Menley hizo una breve pausa. Sabía que no podía culparlo por estar preocupado, pero no pudo evitar pincharle un poco.
—Yo estoy bien, pero no he vuelto a mirar a Hannah desde que te has ido esta mañana —dijo—. Espera un momento, voy a ver.
—¡Menley!
—Perdona, Adam, pero es que tienes un modo de preguntar… como si esperaras malas noticias.
—Mea culpa —respondió él, arrepentido—. Es que os quiero tanto a las dos que sólo deseo que todo salga bien. Estoy con Elaine. Tenemos una casa fantástica. Una vieja casa de capitán de casi trescientos años en Morris Island, Chatham. La ubicación es magnífica, un acantilado desde donde se domina el mar. Te encantará. Y hasta tiene nombre: Recuerda. Ya te lo contaré todo cuando llegue a casa. Saldré después de cenar.

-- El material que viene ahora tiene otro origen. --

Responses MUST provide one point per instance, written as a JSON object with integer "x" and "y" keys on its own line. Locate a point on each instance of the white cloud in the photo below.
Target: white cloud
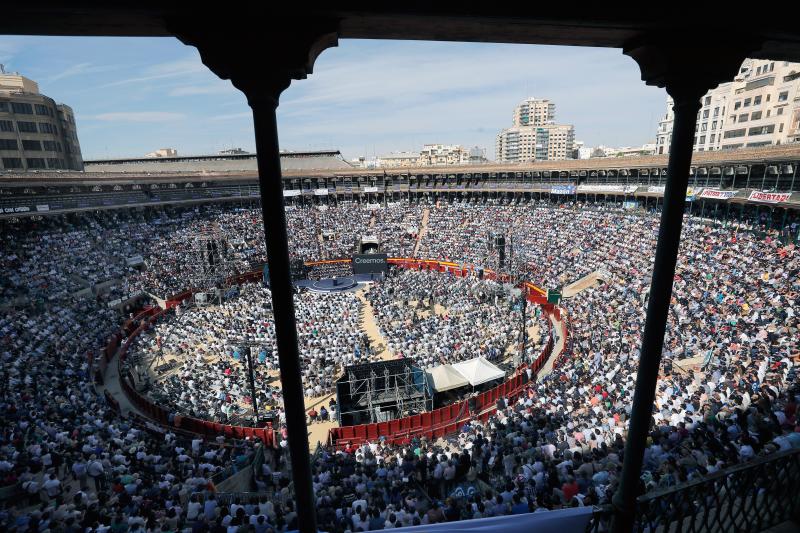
{"x": 233, "y": 116}
{"x": 168, "y": 69}
{"x": 194, "y": 90}
{"x": 137, "y": 116}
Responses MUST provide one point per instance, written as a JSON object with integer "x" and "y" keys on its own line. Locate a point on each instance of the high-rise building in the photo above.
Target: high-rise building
{"x": 36, "y": 133}
{"x": 760, "y": 107}
{"x": 534, "y": 135}
{"x": 534, "y": 112}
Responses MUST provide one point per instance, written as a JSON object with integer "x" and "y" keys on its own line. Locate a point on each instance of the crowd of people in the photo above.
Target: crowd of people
{"x": 208, "y": 346}
{"x": 727, "y": 395}
{"x": 436, "y": 318}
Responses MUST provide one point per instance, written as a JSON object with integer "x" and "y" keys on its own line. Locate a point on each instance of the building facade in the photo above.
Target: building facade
{"x": 760, "y": 107}
{"x": 36, "y": 133}
{"x": 534, "y": 135}
{"x": 534, "y": 112}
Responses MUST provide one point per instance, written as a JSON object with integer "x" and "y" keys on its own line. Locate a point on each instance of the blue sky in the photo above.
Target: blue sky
{"x": 131, "y": 96}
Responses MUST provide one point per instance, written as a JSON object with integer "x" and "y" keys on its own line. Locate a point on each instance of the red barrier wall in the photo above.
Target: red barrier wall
{"x": 445, "y": 420}
{"x": 185, "y": 423}
{"x": 433, "y": 424}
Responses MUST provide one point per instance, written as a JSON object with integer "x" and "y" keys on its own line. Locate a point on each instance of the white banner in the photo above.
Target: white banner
{"x": 560, "y": 521}
{"x": 627, "y": 189}
{"x": 716, "y": 193}
{"x": 769, "y": 197}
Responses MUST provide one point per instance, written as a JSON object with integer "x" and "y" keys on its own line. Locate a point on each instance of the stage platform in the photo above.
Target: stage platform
{"x": 342, "y": 284}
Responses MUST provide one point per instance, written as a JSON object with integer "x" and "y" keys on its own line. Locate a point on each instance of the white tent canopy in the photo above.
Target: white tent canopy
{"x": 445, "y": 377}
{"x": 478, "y": 371}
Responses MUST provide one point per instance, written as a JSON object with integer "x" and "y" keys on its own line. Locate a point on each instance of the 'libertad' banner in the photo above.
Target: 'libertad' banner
{"x": 769, "y": 197}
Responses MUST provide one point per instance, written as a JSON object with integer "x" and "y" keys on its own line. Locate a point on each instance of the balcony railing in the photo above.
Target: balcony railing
{"x": 749, "y": 497}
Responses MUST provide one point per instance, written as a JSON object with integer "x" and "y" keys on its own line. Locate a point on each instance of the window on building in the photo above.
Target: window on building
{"x": 735, "y": 133}
{"x": 26, "y": 127}
{"x": 8, "y": 144}
{"x": 35, "y": 146}
{"x": 22, "y": 108}
{"x": 762, "y": 130}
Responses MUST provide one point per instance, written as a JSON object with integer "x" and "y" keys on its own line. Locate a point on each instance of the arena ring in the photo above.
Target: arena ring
{"x": 433, "y": 424}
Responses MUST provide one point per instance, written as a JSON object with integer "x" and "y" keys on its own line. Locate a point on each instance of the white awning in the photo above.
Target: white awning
{"x": 445, "y": 377}
{"x": 478, "y": 371}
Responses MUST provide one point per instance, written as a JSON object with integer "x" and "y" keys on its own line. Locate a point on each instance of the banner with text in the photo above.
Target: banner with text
{"x": 561, "y": 521}
{"x": 769, "y": 197}
{"x": 18, "y": 209}
{"x": 370, "y": 263}
{"x": 716, "y": 193}
{"x": 627, "y": 189}
{"x": 562, "y": 189}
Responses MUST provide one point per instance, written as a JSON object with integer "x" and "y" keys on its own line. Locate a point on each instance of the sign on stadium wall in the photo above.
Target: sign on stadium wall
{"x": 574, "y": 519}
{"x": 627, "y": 189}
{"x": 370, "y": 263}
{"x": 562, "y": 189}
{"x": 715, "y": 193}
{"x": 691, "y": 192}
{"x": 769, "y": 197}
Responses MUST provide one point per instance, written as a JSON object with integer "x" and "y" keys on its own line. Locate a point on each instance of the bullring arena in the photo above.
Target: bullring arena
{"x": 488, "y": 363}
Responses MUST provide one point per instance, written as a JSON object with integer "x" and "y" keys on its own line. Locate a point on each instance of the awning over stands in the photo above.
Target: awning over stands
{"x": 478, "y": 371}
{"x": 445, "y": 377}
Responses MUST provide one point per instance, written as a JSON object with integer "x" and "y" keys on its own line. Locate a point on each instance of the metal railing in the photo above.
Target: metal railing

—Son cinco horas de camino —protestó Menley—, y hoy ya lo has hecho una vez. ¿Por qué no te quedas a dormir y sales mañana temprano?
—Me da lo mismo que sea tarde. Esta noche quiero estar con vosotras. Te quiero.
—Yo también —repuso Menley sentidamente.
Una vez que se hubieron despedido, colgó y dijo para sí: «Espero que la verdadera razón de que tengas tanta prisa en volver no sea que te da miedo dejarme sola con la niña».